Ex-Schwesternschülerin verurteilt

Bitburg/Trier · Wegen fahrlässiger Tötung hat das Amtsgericht Bitburg am Montag eine 19-jährige ehemalige Schwesternschülerin aus der Eifel verwarnt und sie mit einer Geldstrafe von 800 Euro belegt. Sie soll für den Tod einer 91-jährigen Patientin im Trierer Mutterhaus verantwortlich sein. Das Urteil ist noch nicht rechtskräftig.

Bitburg/Trier.
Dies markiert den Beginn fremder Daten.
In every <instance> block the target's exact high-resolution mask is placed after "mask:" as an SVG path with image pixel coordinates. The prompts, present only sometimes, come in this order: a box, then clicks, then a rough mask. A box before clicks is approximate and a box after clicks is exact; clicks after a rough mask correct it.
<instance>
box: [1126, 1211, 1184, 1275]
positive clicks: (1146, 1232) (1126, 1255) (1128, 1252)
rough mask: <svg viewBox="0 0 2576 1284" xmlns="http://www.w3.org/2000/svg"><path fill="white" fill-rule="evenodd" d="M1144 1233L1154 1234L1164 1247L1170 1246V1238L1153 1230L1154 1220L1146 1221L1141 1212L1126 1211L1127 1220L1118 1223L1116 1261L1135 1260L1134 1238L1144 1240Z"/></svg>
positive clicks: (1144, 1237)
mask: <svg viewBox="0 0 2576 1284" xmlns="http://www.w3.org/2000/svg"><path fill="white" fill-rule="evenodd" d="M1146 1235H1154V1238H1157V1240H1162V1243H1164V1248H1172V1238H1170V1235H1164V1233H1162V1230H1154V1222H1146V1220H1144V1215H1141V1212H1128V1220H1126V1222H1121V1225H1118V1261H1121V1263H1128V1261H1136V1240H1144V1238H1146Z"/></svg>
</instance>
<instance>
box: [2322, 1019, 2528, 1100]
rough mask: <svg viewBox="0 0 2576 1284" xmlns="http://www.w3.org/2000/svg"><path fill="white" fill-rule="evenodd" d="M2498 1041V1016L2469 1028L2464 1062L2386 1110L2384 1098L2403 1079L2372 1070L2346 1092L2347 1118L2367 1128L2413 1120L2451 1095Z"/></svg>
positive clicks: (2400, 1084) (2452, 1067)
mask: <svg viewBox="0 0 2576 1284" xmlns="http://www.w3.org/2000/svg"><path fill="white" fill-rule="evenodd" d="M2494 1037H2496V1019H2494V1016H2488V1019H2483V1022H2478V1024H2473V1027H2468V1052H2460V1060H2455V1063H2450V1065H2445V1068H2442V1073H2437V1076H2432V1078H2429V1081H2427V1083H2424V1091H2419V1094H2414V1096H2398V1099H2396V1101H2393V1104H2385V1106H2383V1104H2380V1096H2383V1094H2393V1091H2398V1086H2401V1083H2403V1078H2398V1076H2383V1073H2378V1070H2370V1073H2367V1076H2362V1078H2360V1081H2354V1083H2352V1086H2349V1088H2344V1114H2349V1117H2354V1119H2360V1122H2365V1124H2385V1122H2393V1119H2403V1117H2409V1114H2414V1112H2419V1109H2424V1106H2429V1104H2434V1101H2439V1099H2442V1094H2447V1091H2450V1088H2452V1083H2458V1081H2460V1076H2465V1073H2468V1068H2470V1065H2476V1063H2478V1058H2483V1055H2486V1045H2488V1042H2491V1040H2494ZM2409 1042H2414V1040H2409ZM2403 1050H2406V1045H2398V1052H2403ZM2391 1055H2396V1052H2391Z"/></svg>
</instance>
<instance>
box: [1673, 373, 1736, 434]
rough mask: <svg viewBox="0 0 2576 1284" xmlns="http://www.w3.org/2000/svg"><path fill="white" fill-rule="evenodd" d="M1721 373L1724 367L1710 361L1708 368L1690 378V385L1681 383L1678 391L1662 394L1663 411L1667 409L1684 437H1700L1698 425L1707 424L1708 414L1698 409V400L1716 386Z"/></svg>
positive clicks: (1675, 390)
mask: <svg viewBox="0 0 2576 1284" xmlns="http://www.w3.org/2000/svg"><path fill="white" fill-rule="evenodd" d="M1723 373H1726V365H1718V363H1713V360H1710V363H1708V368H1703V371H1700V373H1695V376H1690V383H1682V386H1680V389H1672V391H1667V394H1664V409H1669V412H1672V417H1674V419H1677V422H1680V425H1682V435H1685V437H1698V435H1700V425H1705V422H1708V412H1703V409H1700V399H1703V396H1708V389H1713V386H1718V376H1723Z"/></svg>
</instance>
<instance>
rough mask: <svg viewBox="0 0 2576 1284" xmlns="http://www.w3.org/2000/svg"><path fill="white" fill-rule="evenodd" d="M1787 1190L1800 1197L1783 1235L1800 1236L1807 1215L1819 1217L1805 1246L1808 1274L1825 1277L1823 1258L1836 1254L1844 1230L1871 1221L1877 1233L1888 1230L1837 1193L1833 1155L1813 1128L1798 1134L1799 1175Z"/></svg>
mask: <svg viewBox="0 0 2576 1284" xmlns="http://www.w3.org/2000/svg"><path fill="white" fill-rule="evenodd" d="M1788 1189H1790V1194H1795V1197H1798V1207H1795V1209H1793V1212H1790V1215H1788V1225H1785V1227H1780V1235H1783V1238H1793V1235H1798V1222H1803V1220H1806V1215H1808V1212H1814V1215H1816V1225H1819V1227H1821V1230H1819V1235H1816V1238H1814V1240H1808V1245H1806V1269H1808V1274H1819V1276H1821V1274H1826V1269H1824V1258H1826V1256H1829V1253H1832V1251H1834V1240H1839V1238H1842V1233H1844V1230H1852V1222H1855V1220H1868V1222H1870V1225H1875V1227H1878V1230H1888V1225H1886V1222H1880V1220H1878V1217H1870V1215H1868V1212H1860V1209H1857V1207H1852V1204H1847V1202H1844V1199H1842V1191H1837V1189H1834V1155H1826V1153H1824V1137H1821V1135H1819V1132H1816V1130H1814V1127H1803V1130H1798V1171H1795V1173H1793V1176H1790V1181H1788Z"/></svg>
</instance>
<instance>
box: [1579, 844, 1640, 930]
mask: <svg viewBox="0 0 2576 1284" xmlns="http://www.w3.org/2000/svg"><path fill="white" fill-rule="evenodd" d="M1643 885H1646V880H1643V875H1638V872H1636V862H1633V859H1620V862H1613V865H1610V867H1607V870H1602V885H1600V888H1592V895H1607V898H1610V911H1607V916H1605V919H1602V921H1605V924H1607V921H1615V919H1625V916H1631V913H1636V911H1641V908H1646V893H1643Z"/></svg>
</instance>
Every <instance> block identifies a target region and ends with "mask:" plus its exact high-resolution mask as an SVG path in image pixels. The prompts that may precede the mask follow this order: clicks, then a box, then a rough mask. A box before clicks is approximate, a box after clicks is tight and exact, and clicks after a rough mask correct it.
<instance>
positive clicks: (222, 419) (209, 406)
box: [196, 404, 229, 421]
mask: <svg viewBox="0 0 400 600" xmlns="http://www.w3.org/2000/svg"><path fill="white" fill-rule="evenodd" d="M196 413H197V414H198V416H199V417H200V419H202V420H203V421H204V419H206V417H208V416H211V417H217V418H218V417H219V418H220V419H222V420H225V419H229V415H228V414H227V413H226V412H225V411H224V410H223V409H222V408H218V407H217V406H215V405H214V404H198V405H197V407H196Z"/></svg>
Die Station für allgemeine Chirurgie im Mutterhaus Trier ist für jeden frei zugänglich. Im Grunde genommen hätte damit jeder am 26. Februar 2010 den entscheidenden Handgriff tätigen können, der offenbar zum Tod einer frisch operierten, schwerkranken 91-jährigen Frau geführt hat. Ein sogenannter Aquapak, der an ein Sauerstoffgerät angeschlossen wird, um den einfließenden Sauerstoff zu befeuchten, wurde falsch herum an der Wandapparatur befestigt. Daraufhin floss nicht Sauerstoff sondern Wasser in die Atemwege der Patientin. Sie starb.
Niemand hat gesehen, wem dieser Fehler unterlaufen ist. Doch es ist eine inzwischen 19-jährige ehemalige Schwesternschülerin aus dem Eifelkreis, die sich am Montag wegen des Vorwurfs der fahrlässigen Tötung vor dem Bitburger Amtsgericht verantworten muss. Sie selbst bestreitet ihre Schuld an dem Tod der Patientin. Objektive Beweise gibt es nicht. Der Aquapak, den die 19-Jährige nach ihrer Aussage nicht angefasst hat, wurde von der Klinik entsorgt.
Nur eine Woche nach dem Vorfall wurde der Schülerin seitens des Mutterhauses nahegelegt, das Ausbildungsverhältnis zu beenden. Wurde damals das schwächste Glied zum Sündenbock für den Vorfall gemacht? "Dadurch, dass sie die einzige Schülerin auf der Station war, war die Wahrscheinlichkeit am größten, dass sie es war", sagt eine Krankenschwester, die an dem besagten Tag Dienst hatte.
Während Verteidiger Paul Hemmes von "Mutmaßungen" spricht, sind es für Staatsanwältin Susanne de Renet Indizien, die für die Schuld der Angeklagten sprechen.
Eine Krankenschwester sagt am Montag aus, dass die damals 18-Jährige nach dem Vorfall völlig aufgelöst gewesen sei. "Sie hat mir gesagt: Was ist, wenn ich die Frau umgebracht habe, wenn ich das war?" Die Angeklagte schüttelt bei diesen Worten den Kopf.
Fest steht, dass sie die Letzte war, die in dem Zimmer der 91-Jährigen war und deren schlechten Zustand bemerkte. Bei den eingeleiteten Notfallmaßnahmen wurde dann festgestellt, dass der Aquapak falsch installiert und etwa ein Viertel des Wassers in die Atemwege der 91-Jährigen gelangt war. Die Schichtleiterin, die das Gerät keine halbe Stunde zuvor eingesteckt hatte, betont, dass sie es richtig angeschlossen habe. Für ihre Version spricht, dass der Aquapak, sollte er zu diesem Zeitpunkt schon falsch installiert worden sein, wohl eine halbe Stunde später komplett leergelaufen wäre. Dass er aber überhaupt verkehrt herum angeschlossen werden kann, nennt Jugendrichter Udo May eine "skandalträchtige Technik".
Als ebenso "skandalös" bezeichnet er die Tatsache, dass es, wie mehrere Zeuginnen erklären, aufgrund der veralteten Anschlüsse an den Wandapparaturen in den Krankenzimmern öfter vorkam, dass sich die Geräte von selbst aus der Wand lösten. Gerade so, wie es laut Staatsanwältin Susanne de Renet auch am 26. Februar 2010 geschah: Die Angeklagte habe das Gerät dar-aufhin versehentlich falsch herum wieder eingesteckt. "Sie hat es bestimmt gut gemeint", hält die Staatsanwältin der 19-Jährigen zugute und beantragt eine Verwarnung und eine Geldstrafe für die 19-Jährige. Verteidiger Hemmes fordert mangels objektiver Beweise einen Freispruch. Jugendrichter May dagegen spricht von einer "lückenlosen, nachvollziehbaren Indizienkette". Er verwarnt die 19-Jährige wegen fahrlässiger Tötung und belegt sie mit einer Geldstrafe von 800 Euro. Einen Seitenhieb in Richtung Mutterhaus kann sich May zuletzt nicht verkneifen: Es sei höchst unerfreulich, wie man die junge Dame "praktisch vor die Tür gesetzt" habe.